I wondered how other sectors have solved this invisible high-skill paradox? Were there other contexts where industries looked at "nothing happened" and realized it was evidence of elite skill? I uncovered three examples where systems have been built to measure invisible, behind-the-scenes mastery:
- When the aviation industry realized it was far more valuable to measure a pilot's skill in preventing a crash than analyzing systems failures after one happened, it built a "Near Miss" reporting structure and used this data to establish safety protocols that protect the entire National Airspace System.
- In project management and construction, safety teams track indicators like completed safety audits, hazard-spotting rates, and preventative maintenance performed on a schedule. They don't wait for an accident to happen. They measure how well a team does at preventing one.
- In the tech sector, IT tracks Mean Time Between Failures and Mean Time To Repair. They take credit for how long a system stays up, and for how fast a team recovers it when it fails.
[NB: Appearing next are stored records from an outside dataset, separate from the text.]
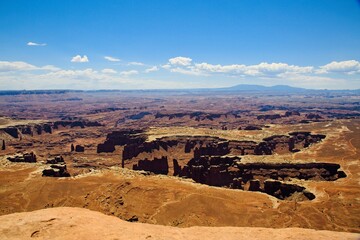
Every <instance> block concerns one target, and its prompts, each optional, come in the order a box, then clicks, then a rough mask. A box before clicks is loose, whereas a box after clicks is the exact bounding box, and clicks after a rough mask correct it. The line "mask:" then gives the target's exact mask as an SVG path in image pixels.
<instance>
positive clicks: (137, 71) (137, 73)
mask: <svg viewBox="0 0 360 240" xmlns="http://www.w3.org/2000/svg"><path fill="white" fill-rule="evenodd" d="M138 73H139V72H138V71H136V70H129V71H122V72H120V74H121V75H123V76H130V75H136V74H138Z"/></svg>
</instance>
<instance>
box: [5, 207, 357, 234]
mask: <svg viewBox="0 0 360 240" xmlns="http://www.w3.org/2000/svg"><path fill="white" fill-rule="evenodd" d="M34 238H35V239H217V240H218V239H237V240H238V239H271V240H276V239H317V240H320V239H326V240H328V239H360V235H359V234H356V233H346V232H334V231H319V230H313V229H304V228H283V229H274V228H255V227H190V228H176V227H169V226H160V225H152V224H146V223H130V222H126V221H123V220H120V219H119V218H116V217H113V216H108V215H105V214H103V213H100V212H96V211H91V210H87V209H83V208H70V207H59V208H48V209H42V210H37V211H33V212H23V213H13V214H9V215H4V216H0V239H34Z"/></svg>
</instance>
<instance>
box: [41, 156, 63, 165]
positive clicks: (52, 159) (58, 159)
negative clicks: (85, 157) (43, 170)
mask: <svg viewBox="0 0 360 240" xmlns="http://www.w3.org/2000/svg"><path fill="white" fill-rule="evenodd" d="M58 163H65V161H64V158H63V157H62V156H55V157H53V158H48V159H47V160H46V164H58Z"/></svg>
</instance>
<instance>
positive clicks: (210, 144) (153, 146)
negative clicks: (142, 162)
mask: <svg viewBox="0 0 360 240" xmlns="http://www.w3.org/2000/svg"><path fill="white" fill-rule="evenodd" d="M228 145H229V142H228V141H226V140H225V139H221V138H218V137H208V136H173V137H163V138H160V139H155V140H154V141H151V142H145V141H144V142H143V143H141V144H137V143H133V144H127V145H125V146H124V150H123V159H124V160H128V159H132V158H134V157H137V156H138V155H139V154H140V153H152V152H154V151H155V150H160V149H163V150H164V151H168V149H169V148H172V147H180V148H182V149H183V151H184V153H190V152H191V151H194V152H196V154H200V155H225V154H228V153H229V147H228Z"/></svg>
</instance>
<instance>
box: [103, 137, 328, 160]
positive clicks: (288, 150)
mask: <svg viewBox="0 0 360 240" xmlns="http://www.w3.org/2000/svg"><path fill="white" fill-rule="evenodd" d="M324 138H325V135H321V134H311V133H310V132H292V133H289V135H275V136H271V137H268V138H264V139H263V142H260V143H256V142H254V141H234V140H226V139H221V138H218V137H205V136H173V137H163V138H160V139H156V140H154V141H151V142H146V141H145V140H146V136H144V135H143V134H141V133H131V132H130V131H121V132H113V133H111V134H109V135H108V137H107V139H106V141H105V142H104V143H103V144H99V145H98V152H112V151H114V150H115V148H114V146H115V145H121V146H123V145H125V146H124V150H123V159H124V160H127V159H132V158H134V157H137V156H138V155H139V154H140V153H152V152H154V151H155V150H159V149H163V150H164V151H168V148H171V147H181V148H183V151H184V153H190V152H192V151H193V152H194V156H195V158H197V157H199V156H203V155H208V156H211V155H220V156H223V155H227V154H232V155H271V154H273V153H274V152H276V153H288V152H297V151H300V150H301V149H303V148H307V147H309V146H310V145H311V144H314V143H318V142H320V141H321V140H322V139H324Z"/></svg>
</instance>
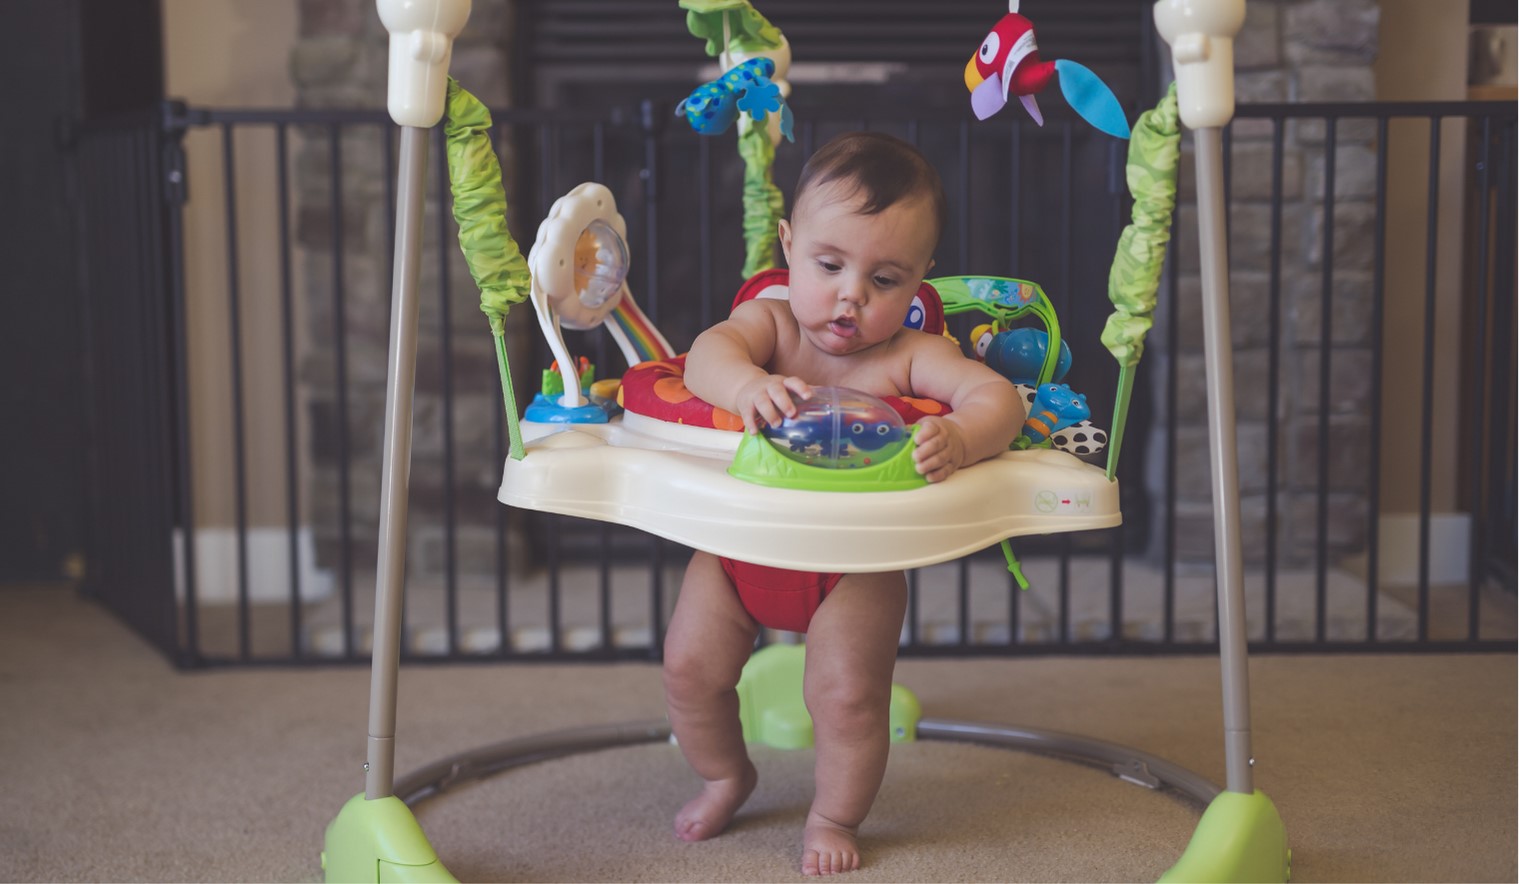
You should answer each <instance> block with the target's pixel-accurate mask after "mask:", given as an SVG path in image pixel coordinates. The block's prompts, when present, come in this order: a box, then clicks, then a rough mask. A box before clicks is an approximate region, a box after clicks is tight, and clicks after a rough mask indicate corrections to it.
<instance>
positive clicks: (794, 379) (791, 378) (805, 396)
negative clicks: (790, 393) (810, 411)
mask: <svg viewBox="0 0 1519 884" xmlns="http://www.w3.org/2000/svg"><path fill="white" fill-rule="evenodd" d="M782 383H784V384H785V389H788V390H791V392H793V393H796V395H799V396H802V398H804V399H810V398H813V384H810V383H807V381H804V380H802V378H799V377H788V378H785V380H784V381H782Z"/></svg>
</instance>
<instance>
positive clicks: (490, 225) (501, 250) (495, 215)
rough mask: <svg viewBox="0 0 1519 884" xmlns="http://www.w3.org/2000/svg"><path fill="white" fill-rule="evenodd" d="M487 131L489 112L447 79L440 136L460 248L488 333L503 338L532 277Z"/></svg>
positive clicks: (524, 294)
mask: <svg viewBox="0 0 1519 884" xmlns="http://www.w3.org/2000/svg"><path fill="white" fill-rule="evenodd" d="M489 132H491V111H488V109H486V108H485V105H482V103H480V99H477V97H474V96H471V94H469V93H468V91H465V90H463V88H462V87H460V85H459V84H457V82H456V81H454V77H448V112H447V115H445V120H444V135H445V137H447V152H448V184H450V188H451V190H453V194H454V222H457V223H459V248H460V251H463V254H465V261H466V263H468V264H469V275H471V276H474V281H475V286H478V287H480V310H482V311H485V314H486V316H488V317H489V319H491V333H492V334H495V336H497V337H501V336H503V334H504V333H506V327H504V322H506V313H507V310H510V308H512V305H513V304H521V302H523V301H526V299H527V295H529V290H530V284H532V279H530V276H529V272H527V260H526V258H523V251H521V249H518V248H516V240H513V238H512V232H510V231H509V229H507V226H506V190H503V187H501V164H500V163H498V161H497V158H495V147H494V146H492V144H491V137H489Z"/></svg>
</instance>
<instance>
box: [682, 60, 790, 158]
mask: <svg viewBox="0 0 1519 884" xmlns="http://www.w3.org/2000/svg"><path fill="white" fill-rule="evenodd" d="M773 76H775V62H773V61H770V59H769V58H750V59H749V61H744V62H740V64H737V65H734V67H732V68H729V70H728V73H725V74H723V76H720V77H717V79H715V81H712V82H709V84H702V85H699V87H696V90H694V91H693V93H691V94H690V96H687V97H685V100H684V102H681V103H679V105H676V108H674V114H676V115H677V117H681V115H684V117H685V120H687V122H688V123H691V128H693V129H696V131H697V132H699V134H702V135H720V134H723V132H726V131H728V128H729V126H732V125H734V120H737V118H738V114H740V112H744V114H749V117H750V118H753V120H755V122H756V123H758V122H763V120H764V118H766V117H767V115H769V114H776V112H779V114H781V134H782V135H785V140H787V141H796V137H794V135H793V134H791V129H793V117H791V108H788V106H787V103H785V99H784V97H782V96H781V87H778V85H775V82H772V81H770V77H773Z"/></svg>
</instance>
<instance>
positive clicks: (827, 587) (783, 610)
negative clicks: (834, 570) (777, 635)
mask: <svg viewBox="0 0 1519 884" xmlns="http://www.w3.org/2000/svg"><path fill="white" fill-rule="evenodd" d="M717 560H718V562H720V564H722V565H723V573H725V574H728V579H729V580H732V582H734V589H737V591H738V600H740V601H741V603H743V606H744V611H747V612H749V617H753V618H755V621H756V623H760V626H766V627H769V629H785V630H788V632H807V626H808V624H810V623H811V621H813V614H816V612H817V606H819V605H822V603H823V598H826V597H828V594H829V592H832V591H834V586H837V585H838V579H840V577H843V574H819V573H814V571H788V570H785V568H769V567H766V565H755V564H750V562H735V560H732V559H725V557H722V556H718V557H717Z"/></svg>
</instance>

If these three fields figured out how to measure "nothing happened," EAs can, too. Here's where I'd start:
- The "EA Near Miss"
The EA Translation: Any calendar conflict, high-level miscommunication, or financial risk caught and neutralized before it spread.
Instead of this: "I fixed some scheduling issues today."
Track this: "I logged and resolved 6 Near Misses this month before they impacted the executive team or client relationships." - Preventative Audits
The EA Translation: The proactive checks you run before a problem develops. It is the conflict scans, briefing prep, contract or invoice reviews, performed on a schedule rather than in reaction to a crisis.
Instead of this: "I double-checked the schedule."
Track this: "I completed 12 proactive risk scans this month across calendar, travel, and vendor contracts, catching 3 before they became issues." - Recovery Time
The EA Translation: When a crisis happens despite your best preventative efforts, you measure the speed and precision of your response.
Instead of this: "I rebooked a flight after it got canceled."
Track this: "I deployed a contingency plan and our Recovery Time was 19 minutes from airline cancellation to confirmed rebooking."
Use Tracking Language
I don't think any seasoned EA is in the market for yet another over-engineered measuring tool (a lot of us will look you dead in the eye and tell you our best tracking tool is a Sticky Note). But what these observations do give us is language to describe what we prevent, and guidance for measuring it.
Tracking our Near Misses and Preventative Audits strips away the romance of "the helpful assistant" and replaces it with measurement language: you are running a systems-reliability operation using a distinct, high-level skillset.
What did you prevent this week that nobody knew about?